Situation Report from Andrei Grechko and A. Tarasov to Nikolai Bulganin, 17 June 1953, as of 11:00 p.m. Moscow Time (9:00 p.m. CET)


Copy #6

To Comrade Bulganin, N.A.

I am reporting on the situation in the GDR and Berlin as of 11 p.m., 17 June 1953 (Moscow time).

1. The Soviet forces, namely the 1st mechanized infantry division, the 14th mechanized infantry division, and the 12th tank division (altogether 600 tanks), have for the most part restored order in the Soviet sector of Berlin. The provocative plan of the reactionary and fascist elements has collapsed.

There have been only minor groups around the Alexanderplatz and Stalinallee area downtown in the evening, which are being dispersed and arrested by our troops.

[We] can surmise that a special organization based in West Berlin has directed the strikes in East Berlin.

Analyzing the situation, I have also come to the conclusion that the provocation was prepared in advance, organized and directed from Western sectors of Berlin. The simultaneous actions in the majority of the major cities of the GDR, the same demands of rebels everywhere as well as the same anti-state and ant-Soviet slogans, are proof for this conclusion.

As the result of measures undertaken in the Western sectors of Berlin, there were large gatherings of German residents at the borders between the Soviet sector and the British and American ones by 8:00 p.m.

The border with the Western sectors of Berlin was closed by our troops.

There were no clashes at power stations, gas plants, water supply, and railroads.

About 300 organizers and provocateurs were arrested in Berlin by 8:00 p.m.

2. Order was restored in the majority of the cities of GDR. A normal state of affairs and activity of state institutions were restored toward the end of the day. Order was restored by measures undertaken in Magdeburg. Fifty Germans were killed and wounded, and over 100 instigators and provocateurs have been arrested during the restoration of order.

3. With the purpose of preventing possible further riots, the forces of the Group [of the Soviet Occupation Forces in Germany] were dispatched from the field camps into the following major, important population centers by the morning of 18 June:

The 3rd Army - the 19th mechanized division into Magdeburg; the 136th artillery-technical, tank & self-propelled gun regiment into Burg; the 13th mechanized division into Parchim, Ludwigslust, Perleberg; the 207th infantry division into Gardelegen, Stendal.

The 8th Guards Army - the 20th Guards mechanized division into Weimar, Jena, Zeitz; the 21st Guards mechanized division into Halle, Merseburg; the 57th Guards infantry division into Naumburg, Weissenfels and its one infantry regiment into Eisenach.
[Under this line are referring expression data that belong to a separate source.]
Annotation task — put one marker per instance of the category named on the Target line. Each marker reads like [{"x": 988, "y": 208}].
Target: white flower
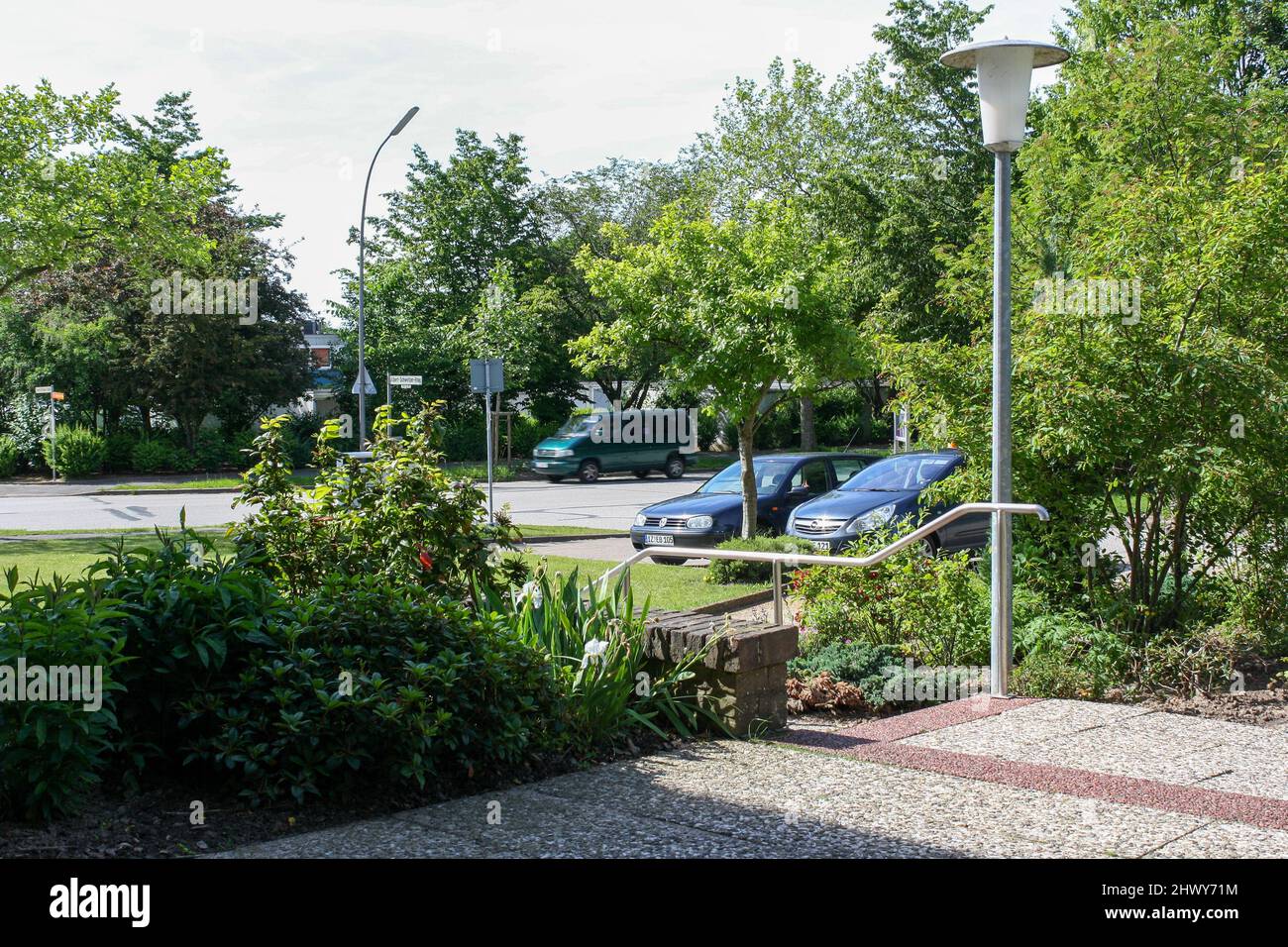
[
  {"x": 595, "y": 650},
  {"x": 532, "y": 590}
]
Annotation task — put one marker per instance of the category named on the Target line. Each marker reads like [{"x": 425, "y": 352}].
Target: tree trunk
[
  {"x": 746, "y": 434},
  {"x": 809, "y": 440}
]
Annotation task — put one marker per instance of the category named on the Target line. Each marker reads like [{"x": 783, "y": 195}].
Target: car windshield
[
  {"x": 911, "y": 472},
  {"x": 583, "y": 424},
  {"x": 771, "y": 474}
]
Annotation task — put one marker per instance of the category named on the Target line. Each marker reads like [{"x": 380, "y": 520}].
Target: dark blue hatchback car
[
  {"x": 713, "y": 512},
  {"x": 884, "y": 492}
]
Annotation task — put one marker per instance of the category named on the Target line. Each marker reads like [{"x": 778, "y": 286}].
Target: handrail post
[{"x": 778, "y": 591}]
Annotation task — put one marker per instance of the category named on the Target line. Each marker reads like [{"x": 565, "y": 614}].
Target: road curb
[{"x": 561, "y": 538}]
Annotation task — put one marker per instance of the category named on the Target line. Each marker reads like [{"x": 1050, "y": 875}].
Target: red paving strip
[
  {"x": 1085, "y": 784},
  {"x": 906, "y": 724},
  {"x": 876, "y": 741}
]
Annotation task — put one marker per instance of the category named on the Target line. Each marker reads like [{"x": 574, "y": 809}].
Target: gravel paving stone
[
  {"x": 384, "y": 838},
  {"x": 536, "y": 823},
  {"x": 1252, "y": 783},
  {"x": 1194, "y": 729},
  {"x": 1227, "y": 840}
]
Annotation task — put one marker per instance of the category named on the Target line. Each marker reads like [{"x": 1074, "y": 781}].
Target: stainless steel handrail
[{"x": 806, "y": 560}]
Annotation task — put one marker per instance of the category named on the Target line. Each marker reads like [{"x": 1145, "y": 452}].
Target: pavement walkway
[{"x": 974, "y": 779}]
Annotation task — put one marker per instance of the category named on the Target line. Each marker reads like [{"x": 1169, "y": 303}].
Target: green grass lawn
[
  {"x": 666, "y": 586},
  {"x": 67, "y": 557},
  {"x": 528, "y": 531},
  {"x": 304, "y": 478}
]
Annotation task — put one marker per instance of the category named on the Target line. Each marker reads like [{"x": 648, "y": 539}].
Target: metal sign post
[
  {"x": 404, "y": 381},
  {"x": 487, "y": 375},
  {"x": 53, "y": 428}
]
The 1st Guards Army - the 11th tank division into Dresden (the main forces) and Meissen, Königsbruk (the minor forces); the 8th Guards mechanized division into Leipzig (the main forces) and Borna, Grimma (the minor forces); the 9th tank division into Piesa, Oschatz, Zeithavn.

The 3rd Guards Mechanized Army - the 6th Guards tank division into Dessau, Wittenberg; the 9th mechanized division into Lubben, Cottbus, Spremberg.

The 4th Guards Mechanized Army - the 6th Guards mechanized division into Bernau, Eberswalde, Bad Freienwalde; the 7th Guards mechanized division into Fürstenwalde, Frankfurt an der Oder.

The motorbike battalion and the howitzer battalion of the 10th tank division into Brandenburg; the 25th tank division (a tank regiment and a mechanized infantry regiment) into Oranienburg.

4. According to preliminary information, the losses of the strikers in the whole territory of the DDR have been: 84 people killed and wounded, 700 men arrested. Our exact losses are being determined.

5. Martial law was declared in the British sector of Berlin. Soldiers are not allowed to leave the barracks. The patrols at the border with the Soviet sector have been reinforced. Troops in the American and French sectors of Berlin are in Barracks.




17 June 1953

[Quelle: AGSh, f. 16,op. 3139, d. 155, II. 12-14. Übersetzung: Victor Gobarev. Zuerst veröffentlicht in: Cold War International History Project Bulletin, No. 10 (March 1998), S. 89. Auch dok. in: Christian F. Ostermann (Hg.), Uprising in East Germany. The Cold War, the German Question and the First Major Upheaval Behind the Iron Curtain. National Security Archive Cold War Readers, New York: CEU Press 2001, Dokument Nr. 33, S. 196/97.]